Metadata Schemas for RAG
Metadata is the "secret sauce" of high-performance RAG. While vector search finds semantic similarity, metadata filtering ensures precision, security, and traceability.
The Role of Metadata
In a production system, you rarely want a "naive" search. You usually want to search with constraints:
- "Find info in the 2024 reports only."
- "Show me results from the Legal department."
- "Only include documents with High confidence scores."
Standard Metadata Fields
Every chunk in your vector database should have a set of standard metadata fields.
Core Fields
document_id: Unique identifier for the source document.chunk_id: Unique identifier for this specific piece of text.source_uri: Path or URL to the original file.page_number: If applicable, for easy citation.
Semantic Fields
topic: The primary subject matter (e.g., "Finance").keywords: A list of tags extracted from the chunk.summary: A short description of the chunk content.
Operational Fields
ingestion_timestamp: When the data was processed.model_version: The version of the embedding model used.access_control_list: User groups permitted to see this result.

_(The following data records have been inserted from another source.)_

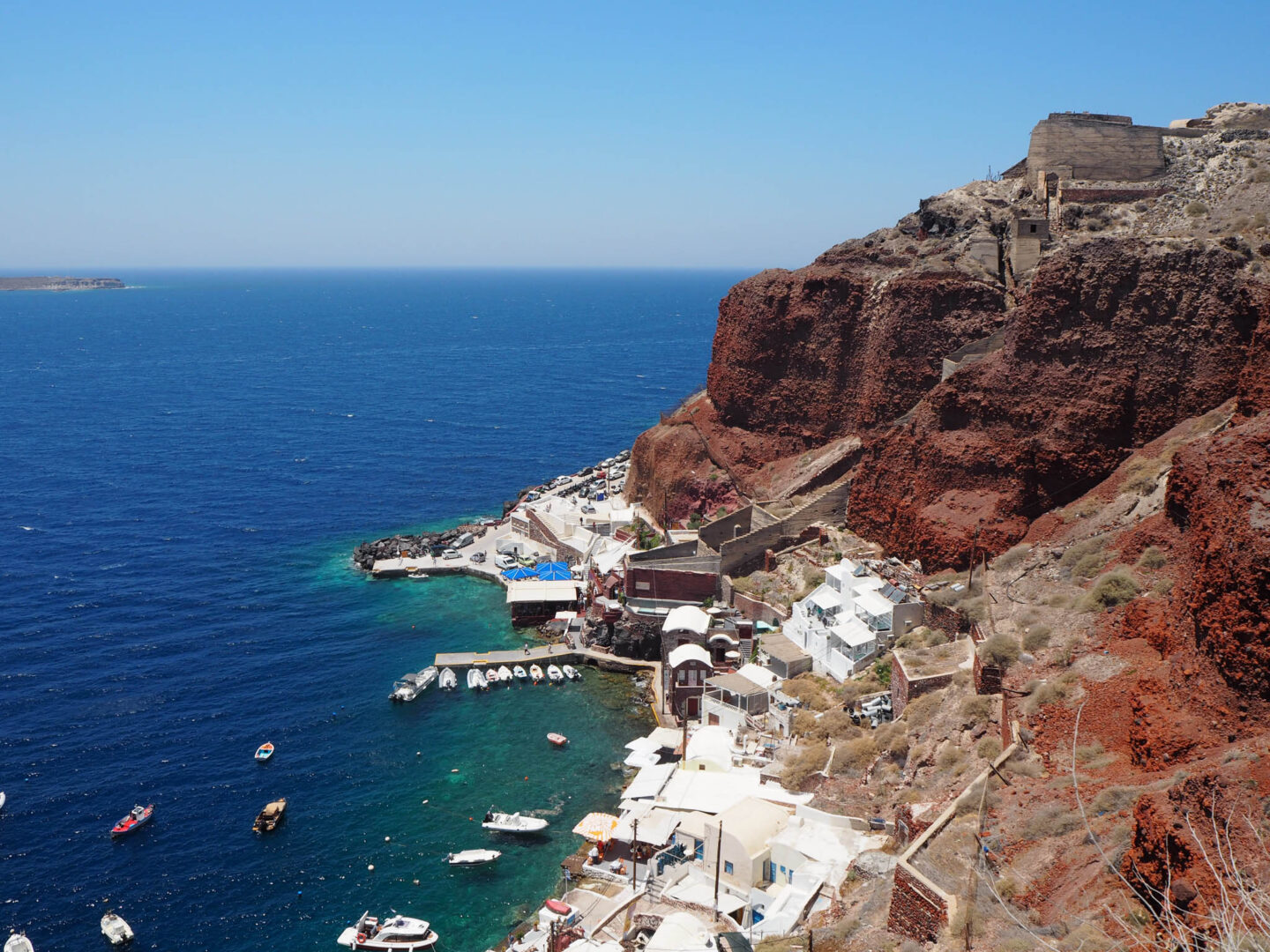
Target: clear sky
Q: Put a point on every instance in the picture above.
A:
(544, 133)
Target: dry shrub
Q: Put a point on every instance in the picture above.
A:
(803, 764)
(1011, 557)
(855, 755)
(1110, 589)
(1000, 651)
(977, 707)
(1036, 637)
(1050, 820)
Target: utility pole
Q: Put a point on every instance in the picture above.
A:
(718, 867)
(635, 854)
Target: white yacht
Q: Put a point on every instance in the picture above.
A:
(397, 933)
(413, 684)
(512, 822)
(116, 929)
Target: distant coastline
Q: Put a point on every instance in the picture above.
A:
(58, 283)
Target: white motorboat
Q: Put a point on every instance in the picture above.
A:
(473, 857)
(413, 684)
(116, 929)
(397, 933)
(512, 822)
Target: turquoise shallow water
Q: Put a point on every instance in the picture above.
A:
(183, 472)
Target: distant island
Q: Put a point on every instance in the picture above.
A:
(61, 283)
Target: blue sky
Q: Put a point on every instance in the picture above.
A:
(542, 133)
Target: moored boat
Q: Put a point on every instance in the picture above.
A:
(397, 933)
(136, 818)
(473, 857)
(512, 822)
(116, 929)
(271, 816)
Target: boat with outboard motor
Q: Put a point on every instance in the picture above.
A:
(512, 822)
(138, 816)
(115, 929)
(397, 933)
(473, 857)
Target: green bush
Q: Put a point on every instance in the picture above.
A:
(1111, 589)
(1036, 637)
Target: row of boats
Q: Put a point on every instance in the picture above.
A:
(413, 684)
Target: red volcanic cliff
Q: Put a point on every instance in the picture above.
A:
(1117, 340)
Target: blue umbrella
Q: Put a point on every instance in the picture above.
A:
(554, 571)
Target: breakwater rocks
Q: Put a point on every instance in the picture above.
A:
(412, 546)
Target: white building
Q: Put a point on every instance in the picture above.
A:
(850, 619)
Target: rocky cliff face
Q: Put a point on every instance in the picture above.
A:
(1117, 340)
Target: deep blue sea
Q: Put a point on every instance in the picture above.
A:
(184, 467)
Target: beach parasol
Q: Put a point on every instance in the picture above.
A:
(554, 571)
(596, 827)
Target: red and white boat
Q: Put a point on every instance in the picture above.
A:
(138, 816)
(397, 933)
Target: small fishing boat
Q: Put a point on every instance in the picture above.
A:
(412, 684)
(512, 822)
(473, 857)
(397, 933)
(271, 816)
(138, 818)
(115, 929)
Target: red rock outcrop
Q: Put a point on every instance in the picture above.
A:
(1117, 342)
(836, 348)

Designing a Multimodal Schema
When dealing with images or audio, your schema grows:
{
"doc_id": "vid_01",
"modality": "video_frame",
"timestamp": "00:04:15",
"ocr_text": "Slide 5: Q3 Projections",
"visual_description": "A bar chart showing revenue growth",
"confidence_score": 0.98
}
Implementation with Pydantic
In Python, define your schema using Pydantic to ensure type safety:
from pydantic import BaseModel, Field
from typing import List, Optional
class RAGMetadata(BaseModel):
source: str
page: int
modality: str = "text"
department: Optional[str] = None
tags: List[str] = Field(default_factory=list)
is_confidential: bool = False
Metadata for Traceability
Citations are the primary way users trust RAG systems. Your schema must include enough information to reconstruct a source link or reference.
| Field | Purpose | Example |
|---|---|---|
author | Attribution | "John Doe" |
date_published | Freshness check | "2023-11-01" |
version | Handling updates | "v2.1" |
Exercises
- Define a metadata schema for a RAG system that indexes technical documentation.
- What fields would you add to track the "freshness" of the information?
- How would you store access permissions (e.g., "Admin", "User") in the metadata?